Motivo di grande orgoglio per i monaci mechitaristi è però soprattutto la mummia egiziana ed il suo sarcofago che sono custoditi in una stanza dove sono presenti anche il ritratto di Lord Byron (poeta che si recò nell’isola dove imparò l’armeno in soltanto 6 mesi) e la scarpetta di Daniele Manin, direttamente dal 1848.

La mummia è qui dal 1825 quando un ministro egiziano (di nazionalità armena) decise di regalarla al convento.

Si pensava che questo fosse stato il corpo del giovane sacerdote Nemenkhet Amen vissuto 3.500 anni fa, ma quando i monaci aprirono il sarcofago e tolsero le bende alla mummia (rischiando molto perché la reliquia avrebbe potuto disgregarsi a contatto con l’aria), capirono che quello in realtà era il corpo di un vecchio vissuto più tardi, esattamente 2.700 anni fa.

La mummia è tutta avvolta in una tela di perline originale del VII secolo a.C., ed è collocata vicino al cervello del defunto, anch’esso imbalsamato, che si tirava fuori dal cranio attraverso il naso con un uncino.

Importante nel convento è anche un affresco di Giambattista Tiepolo collocato sul soffitto della stanza dove sono custoditi i già menzionati oggetti (come la palla fatta dal cinese).
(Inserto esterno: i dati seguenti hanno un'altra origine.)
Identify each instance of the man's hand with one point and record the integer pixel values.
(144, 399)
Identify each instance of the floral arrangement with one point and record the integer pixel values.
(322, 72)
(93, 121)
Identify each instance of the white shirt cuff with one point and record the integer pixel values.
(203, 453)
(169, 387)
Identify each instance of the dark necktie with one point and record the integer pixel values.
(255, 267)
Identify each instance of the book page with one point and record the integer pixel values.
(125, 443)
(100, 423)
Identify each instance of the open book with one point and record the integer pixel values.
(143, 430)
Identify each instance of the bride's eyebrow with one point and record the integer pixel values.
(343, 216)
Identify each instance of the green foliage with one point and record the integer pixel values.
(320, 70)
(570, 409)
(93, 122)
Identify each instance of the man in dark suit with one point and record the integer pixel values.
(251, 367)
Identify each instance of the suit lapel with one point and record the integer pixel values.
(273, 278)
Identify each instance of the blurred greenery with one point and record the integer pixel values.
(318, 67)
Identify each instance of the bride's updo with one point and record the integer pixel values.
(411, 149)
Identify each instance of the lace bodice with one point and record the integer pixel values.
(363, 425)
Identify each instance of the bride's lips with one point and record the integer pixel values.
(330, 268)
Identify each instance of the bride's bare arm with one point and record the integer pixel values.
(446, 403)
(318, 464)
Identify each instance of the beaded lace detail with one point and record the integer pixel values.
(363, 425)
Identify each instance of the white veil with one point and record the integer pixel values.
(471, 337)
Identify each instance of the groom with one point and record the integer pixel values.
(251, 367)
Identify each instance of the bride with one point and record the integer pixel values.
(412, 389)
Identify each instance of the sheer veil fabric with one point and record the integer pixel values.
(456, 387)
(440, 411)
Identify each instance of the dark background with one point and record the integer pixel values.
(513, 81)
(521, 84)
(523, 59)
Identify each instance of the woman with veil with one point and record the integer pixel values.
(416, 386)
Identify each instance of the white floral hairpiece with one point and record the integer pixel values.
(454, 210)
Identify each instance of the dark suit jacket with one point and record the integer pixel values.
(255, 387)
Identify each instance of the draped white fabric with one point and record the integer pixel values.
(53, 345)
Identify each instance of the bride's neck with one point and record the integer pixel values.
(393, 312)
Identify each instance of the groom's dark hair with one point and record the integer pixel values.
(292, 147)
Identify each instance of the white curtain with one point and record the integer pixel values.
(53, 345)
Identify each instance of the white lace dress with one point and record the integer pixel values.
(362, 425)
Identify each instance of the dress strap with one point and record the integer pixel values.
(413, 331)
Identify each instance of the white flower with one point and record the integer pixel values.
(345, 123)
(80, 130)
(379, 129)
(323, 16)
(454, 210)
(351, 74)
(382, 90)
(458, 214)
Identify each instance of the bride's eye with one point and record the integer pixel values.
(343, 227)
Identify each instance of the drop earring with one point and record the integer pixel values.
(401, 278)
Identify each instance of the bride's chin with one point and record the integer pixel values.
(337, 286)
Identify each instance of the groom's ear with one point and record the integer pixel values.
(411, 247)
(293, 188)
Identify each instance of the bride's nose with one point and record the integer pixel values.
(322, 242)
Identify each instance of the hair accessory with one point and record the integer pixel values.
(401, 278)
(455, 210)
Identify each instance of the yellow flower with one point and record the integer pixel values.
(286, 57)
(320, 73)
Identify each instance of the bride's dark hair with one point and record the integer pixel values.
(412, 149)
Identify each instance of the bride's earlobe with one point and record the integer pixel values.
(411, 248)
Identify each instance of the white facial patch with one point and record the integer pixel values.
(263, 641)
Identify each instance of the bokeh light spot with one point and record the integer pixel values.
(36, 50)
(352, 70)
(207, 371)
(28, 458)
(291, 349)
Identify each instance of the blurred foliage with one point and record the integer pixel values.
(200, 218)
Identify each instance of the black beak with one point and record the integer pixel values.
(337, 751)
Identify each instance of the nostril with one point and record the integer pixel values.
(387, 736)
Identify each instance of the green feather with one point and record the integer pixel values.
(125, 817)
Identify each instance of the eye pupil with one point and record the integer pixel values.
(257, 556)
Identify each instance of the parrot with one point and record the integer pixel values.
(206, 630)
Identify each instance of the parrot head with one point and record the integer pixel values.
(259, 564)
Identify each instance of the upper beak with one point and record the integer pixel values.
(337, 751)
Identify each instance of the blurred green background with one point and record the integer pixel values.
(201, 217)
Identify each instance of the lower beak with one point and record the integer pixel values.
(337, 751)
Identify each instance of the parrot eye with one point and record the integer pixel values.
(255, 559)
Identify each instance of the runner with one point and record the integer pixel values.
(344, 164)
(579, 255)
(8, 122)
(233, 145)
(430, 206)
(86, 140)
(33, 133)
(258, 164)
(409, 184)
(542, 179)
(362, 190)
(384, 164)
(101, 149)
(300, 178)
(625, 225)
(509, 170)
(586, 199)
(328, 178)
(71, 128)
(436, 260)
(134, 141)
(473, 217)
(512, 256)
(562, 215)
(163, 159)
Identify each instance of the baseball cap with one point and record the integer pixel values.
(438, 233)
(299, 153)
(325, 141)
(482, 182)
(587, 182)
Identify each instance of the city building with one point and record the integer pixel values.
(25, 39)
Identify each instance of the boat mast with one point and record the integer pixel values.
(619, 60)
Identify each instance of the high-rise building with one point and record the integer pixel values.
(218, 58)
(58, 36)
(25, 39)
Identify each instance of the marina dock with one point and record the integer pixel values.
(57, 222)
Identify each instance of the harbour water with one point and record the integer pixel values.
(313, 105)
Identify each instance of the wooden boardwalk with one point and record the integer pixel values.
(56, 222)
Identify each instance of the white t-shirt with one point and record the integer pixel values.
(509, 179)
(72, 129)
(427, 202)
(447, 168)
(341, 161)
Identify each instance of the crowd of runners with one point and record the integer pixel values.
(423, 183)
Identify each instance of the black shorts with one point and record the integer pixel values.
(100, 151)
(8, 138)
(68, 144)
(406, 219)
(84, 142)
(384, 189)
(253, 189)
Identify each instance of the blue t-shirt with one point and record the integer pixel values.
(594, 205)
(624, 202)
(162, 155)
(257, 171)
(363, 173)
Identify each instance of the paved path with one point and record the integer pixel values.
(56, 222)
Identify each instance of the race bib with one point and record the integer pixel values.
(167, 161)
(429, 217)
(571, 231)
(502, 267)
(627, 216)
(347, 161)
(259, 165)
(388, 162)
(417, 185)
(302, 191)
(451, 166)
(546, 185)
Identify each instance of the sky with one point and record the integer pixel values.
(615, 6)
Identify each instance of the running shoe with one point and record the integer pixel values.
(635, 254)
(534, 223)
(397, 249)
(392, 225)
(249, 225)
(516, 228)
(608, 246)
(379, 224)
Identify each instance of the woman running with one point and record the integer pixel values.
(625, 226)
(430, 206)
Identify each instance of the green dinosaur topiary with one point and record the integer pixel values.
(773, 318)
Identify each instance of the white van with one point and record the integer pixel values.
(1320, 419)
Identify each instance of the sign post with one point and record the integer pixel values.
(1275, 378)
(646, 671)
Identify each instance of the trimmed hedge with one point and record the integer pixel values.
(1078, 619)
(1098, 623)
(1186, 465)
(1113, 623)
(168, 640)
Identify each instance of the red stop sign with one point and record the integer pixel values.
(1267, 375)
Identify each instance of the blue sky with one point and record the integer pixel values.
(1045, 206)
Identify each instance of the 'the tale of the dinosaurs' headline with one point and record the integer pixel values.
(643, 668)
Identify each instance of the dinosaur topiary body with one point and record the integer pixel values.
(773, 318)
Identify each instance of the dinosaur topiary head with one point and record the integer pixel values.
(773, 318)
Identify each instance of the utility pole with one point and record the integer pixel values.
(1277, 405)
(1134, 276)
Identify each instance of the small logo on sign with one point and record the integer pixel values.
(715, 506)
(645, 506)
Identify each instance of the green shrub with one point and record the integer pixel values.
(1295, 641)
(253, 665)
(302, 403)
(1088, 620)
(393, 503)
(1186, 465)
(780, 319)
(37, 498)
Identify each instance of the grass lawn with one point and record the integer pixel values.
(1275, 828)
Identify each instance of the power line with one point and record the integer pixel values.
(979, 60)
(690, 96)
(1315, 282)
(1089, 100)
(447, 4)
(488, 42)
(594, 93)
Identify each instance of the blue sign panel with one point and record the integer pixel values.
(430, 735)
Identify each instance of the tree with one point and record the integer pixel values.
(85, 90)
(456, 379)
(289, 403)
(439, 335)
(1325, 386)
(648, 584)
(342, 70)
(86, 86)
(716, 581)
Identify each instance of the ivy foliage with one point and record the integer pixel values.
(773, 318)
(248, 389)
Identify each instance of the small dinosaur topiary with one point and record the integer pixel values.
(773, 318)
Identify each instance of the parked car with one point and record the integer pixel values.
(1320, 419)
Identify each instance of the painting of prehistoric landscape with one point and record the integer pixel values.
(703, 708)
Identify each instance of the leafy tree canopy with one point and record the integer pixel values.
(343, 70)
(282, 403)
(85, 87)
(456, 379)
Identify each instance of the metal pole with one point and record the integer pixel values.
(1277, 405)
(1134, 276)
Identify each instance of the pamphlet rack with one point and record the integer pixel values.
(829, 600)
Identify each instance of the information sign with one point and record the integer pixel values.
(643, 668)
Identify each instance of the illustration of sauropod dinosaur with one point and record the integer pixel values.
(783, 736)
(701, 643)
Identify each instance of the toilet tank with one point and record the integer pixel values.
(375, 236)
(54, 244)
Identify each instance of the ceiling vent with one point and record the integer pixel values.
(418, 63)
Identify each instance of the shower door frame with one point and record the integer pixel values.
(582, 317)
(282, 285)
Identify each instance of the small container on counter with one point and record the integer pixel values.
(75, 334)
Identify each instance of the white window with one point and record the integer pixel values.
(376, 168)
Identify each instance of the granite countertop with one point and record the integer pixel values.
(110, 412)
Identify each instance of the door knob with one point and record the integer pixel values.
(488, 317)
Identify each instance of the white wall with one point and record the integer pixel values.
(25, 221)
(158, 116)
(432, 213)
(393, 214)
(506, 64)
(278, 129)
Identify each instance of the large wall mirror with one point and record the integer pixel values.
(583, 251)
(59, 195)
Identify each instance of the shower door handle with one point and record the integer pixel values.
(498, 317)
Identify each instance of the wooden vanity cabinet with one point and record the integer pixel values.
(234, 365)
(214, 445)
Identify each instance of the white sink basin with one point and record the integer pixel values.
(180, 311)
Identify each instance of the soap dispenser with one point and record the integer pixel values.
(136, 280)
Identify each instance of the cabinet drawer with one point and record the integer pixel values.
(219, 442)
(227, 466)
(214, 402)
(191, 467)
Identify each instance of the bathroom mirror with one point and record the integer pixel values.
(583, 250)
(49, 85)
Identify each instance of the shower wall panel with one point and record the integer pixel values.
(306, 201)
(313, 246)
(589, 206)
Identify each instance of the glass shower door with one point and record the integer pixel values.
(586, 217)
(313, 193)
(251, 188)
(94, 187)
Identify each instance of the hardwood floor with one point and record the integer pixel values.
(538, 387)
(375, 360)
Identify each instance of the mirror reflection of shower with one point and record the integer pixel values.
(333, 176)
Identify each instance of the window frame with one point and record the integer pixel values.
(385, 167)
Esso raffigura un’allegoria della Giustizia: una donna che schiaccia un serpente, ossia che punisce.

Nel convento sono presenti anche un refettorio ed una chiesa:

Il refettorio è una stanza molto semplice dove si notano soltanto il quadro “L’ultima cena” del pittore veneziano Novelli del 1780 e una specie di piccolo balconcino raggiungibile da una scaletta da cui si guardano le tavolate. Qui un lettore deve leggere le sacre Scritture durante i pasti (che devono avvenire obbligatoriamente in silenzio; questo, solitamente il più giovane tra i monaci e seminaristi, mangerà dopo.

La chiesa invece sorge, un metro più alta, su una precedente. Questa variazione di altitudine del pavimento ha cambiato l’altezza delle prime finestre, che diventate troppo basse, sono state murate.

L’abside della chiesa, a tre navate e decorata principalmente a mosaici, è chiusa da una tenda presente in tutti gli edifici sacri armeni, la quale viene chiusa durante il periodo della Quaresima. Dietro all’altare invece si possono ammirare tre vetrate provenienti da Innsbruck, le quali rappresentano: S. Isacco e l’inventore della lingua armena ai lati, e S. Lazzaro al centro.

Davanti all’altare è situata la pietra tombale dell’abate Mechitar.

Nel convento c’è inoltre una pinacoteca che raccoglie quadri di pittori armeni e non ( tra cui alcuni di Palma il Giovane) e una famosissima tipografia in grado di stampare libri in più di 36 lingue.

Il giardino, molto vasto, ospita molte piante di rosa (con cui i monaci producono delle squisite marmellate) e piante rare, mentre è stata da pochi anni cessata la produzione di vino.